Mr Schneeman stated that during the meeting held with the Department of Communications during 2004 it indicated that there would be some licences that would be funded by the Universal Service Fund (USF). The presentation however indicated that not all the funds had been spent and he requested an explanation. 

Minister Matsepe-Casaburri responded that if the licences were not granted then the Department of Communications could not provide the equipment, and that was the reason for the failure to spend those funds.

Mr C Wang (ANC) asked whether government’s infrastructure was compatible with the infrastructure of private companies.

Ms Shope-Mafole replied that Sentech was actually using an internationally tested technology, and a recent university study had proven that it was the best carrier of wireless in South Africa. The Department of Communications did however have a directorate that was tasked with testing all new technologies for possible implementation in South Africa.

Mr Wang asked whether the Grenteck project was a Public Private Partnership (PPP) project.

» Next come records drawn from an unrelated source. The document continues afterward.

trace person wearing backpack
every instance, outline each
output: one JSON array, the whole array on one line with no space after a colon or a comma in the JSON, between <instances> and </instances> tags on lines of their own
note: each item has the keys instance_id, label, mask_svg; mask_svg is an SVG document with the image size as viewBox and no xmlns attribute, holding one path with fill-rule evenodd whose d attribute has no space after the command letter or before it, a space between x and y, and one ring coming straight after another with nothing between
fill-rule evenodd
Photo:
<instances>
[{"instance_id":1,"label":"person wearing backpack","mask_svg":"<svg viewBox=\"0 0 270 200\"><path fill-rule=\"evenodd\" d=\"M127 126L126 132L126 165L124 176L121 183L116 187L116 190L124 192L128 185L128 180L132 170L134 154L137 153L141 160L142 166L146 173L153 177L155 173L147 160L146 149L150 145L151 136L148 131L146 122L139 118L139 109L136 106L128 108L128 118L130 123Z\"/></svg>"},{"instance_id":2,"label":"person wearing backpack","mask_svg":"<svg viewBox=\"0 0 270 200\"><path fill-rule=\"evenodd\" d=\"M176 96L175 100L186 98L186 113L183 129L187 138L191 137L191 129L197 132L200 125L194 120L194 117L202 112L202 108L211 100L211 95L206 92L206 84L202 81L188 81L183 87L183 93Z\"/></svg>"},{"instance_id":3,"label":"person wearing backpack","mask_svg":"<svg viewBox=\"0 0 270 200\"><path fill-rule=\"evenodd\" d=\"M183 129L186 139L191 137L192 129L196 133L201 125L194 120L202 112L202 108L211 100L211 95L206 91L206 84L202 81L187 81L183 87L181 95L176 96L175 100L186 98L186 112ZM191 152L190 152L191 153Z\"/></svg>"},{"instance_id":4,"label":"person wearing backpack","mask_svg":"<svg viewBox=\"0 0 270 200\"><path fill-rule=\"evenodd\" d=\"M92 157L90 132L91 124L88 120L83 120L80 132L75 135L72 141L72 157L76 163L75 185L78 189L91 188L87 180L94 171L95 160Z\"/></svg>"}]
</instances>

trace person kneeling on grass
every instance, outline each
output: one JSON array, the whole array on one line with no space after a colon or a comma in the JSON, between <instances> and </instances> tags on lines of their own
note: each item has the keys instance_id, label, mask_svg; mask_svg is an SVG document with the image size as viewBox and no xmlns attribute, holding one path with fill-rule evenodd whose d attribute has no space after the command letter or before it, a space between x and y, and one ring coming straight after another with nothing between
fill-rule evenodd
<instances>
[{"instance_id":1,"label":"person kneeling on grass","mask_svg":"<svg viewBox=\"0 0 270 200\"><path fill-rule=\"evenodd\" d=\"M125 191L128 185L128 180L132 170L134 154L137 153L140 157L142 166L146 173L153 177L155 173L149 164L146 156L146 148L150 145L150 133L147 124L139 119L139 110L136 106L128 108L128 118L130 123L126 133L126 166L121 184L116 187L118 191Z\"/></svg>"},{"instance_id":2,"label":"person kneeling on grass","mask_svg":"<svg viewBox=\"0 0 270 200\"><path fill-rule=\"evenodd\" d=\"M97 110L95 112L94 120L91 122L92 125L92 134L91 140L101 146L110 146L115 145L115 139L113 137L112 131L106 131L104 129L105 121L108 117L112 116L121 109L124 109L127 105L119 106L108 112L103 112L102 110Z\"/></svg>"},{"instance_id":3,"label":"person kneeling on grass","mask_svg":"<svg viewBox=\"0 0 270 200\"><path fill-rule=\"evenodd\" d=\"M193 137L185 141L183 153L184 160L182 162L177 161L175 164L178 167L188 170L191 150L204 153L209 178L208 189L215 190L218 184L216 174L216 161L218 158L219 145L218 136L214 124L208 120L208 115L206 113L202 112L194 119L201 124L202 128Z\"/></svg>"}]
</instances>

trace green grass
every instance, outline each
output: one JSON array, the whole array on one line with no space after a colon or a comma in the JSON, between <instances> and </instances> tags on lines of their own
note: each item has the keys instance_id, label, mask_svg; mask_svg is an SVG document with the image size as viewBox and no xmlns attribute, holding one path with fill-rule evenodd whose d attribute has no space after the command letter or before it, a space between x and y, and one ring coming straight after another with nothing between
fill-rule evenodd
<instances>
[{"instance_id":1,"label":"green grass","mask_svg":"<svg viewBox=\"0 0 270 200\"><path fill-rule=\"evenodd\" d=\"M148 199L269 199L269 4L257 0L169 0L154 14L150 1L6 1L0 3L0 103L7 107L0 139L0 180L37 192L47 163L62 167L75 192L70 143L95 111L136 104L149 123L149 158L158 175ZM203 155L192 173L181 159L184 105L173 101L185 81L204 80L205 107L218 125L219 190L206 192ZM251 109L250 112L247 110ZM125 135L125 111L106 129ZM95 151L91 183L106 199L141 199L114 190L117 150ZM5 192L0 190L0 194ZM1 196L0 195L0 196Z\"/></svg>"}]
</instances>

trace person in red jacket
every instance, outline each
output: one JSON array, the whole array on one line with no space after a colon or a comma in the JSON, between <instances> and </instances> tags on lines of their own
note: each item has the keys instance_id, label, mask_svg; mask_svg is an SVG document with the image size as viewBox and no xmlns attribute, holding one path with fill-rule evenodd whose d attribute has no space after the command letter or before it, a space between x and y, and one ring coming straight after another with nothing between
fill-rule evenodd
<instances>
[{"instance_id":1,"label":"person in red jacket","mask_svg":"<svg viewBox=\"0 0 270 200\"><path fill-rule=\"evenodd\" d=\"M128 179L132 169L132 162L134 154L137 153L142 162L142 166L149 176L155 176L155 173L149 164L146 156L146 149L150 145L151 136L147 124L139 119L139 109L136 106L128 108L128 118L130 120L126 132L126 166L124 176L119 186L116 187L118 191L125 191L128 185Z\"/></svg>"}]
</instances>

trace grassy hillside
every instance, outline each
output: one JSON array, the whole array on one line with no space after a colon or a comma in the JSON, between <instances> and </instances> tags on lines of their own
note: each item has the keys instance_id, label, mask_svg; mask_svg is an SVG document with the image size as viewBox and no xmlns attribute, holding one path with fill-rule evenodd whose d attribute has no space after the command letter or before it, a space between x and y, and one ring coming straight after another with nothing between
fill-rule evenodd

Ms Shope-Mafole replied that as South Africa digitised networks became the norm in South Africa, it was important to bear in mind the ownership structure of Sentech with regard to its strategic role in the communication sector.

Mr Ralane sought clarity on the R3 billion targeted for infrastructure investment in the rural areas, and asked whether it included Sentech.

Minister Matsepe-Casaburri responded that the wireless technology was really the way to go and Sentech would definitely have a role to play In bridging the digital divide.

Mr Schneeman asked the Department of Communications to explain the extent to which it was co-ordinating with the Department of Housing to ensure joint planning with regard to government’s sustainable human settlement programme.

Minister Matsepe-Casaburri replied that the problem was that the local government sphere failed to recognise communications infrastructure as a necessary basic service. Perhaps it was incumbent on Members to instill that kind of mindset in their constituencies.

The Chair asked whether the Department of Communications would once again report huge spending right at the end of the financial year.

Mr Mathabathe responded that in September 2004 the Department of Communications had spent 23% of its budget, whereas in September 2005 it had spent 42% of its budget. There was thus an improvement in spending, and the Department was definitely on target to spending its entire budget.

Concluding remarks by Chairperson
The Chair thanked all presenters for their input and adjourned the meeting.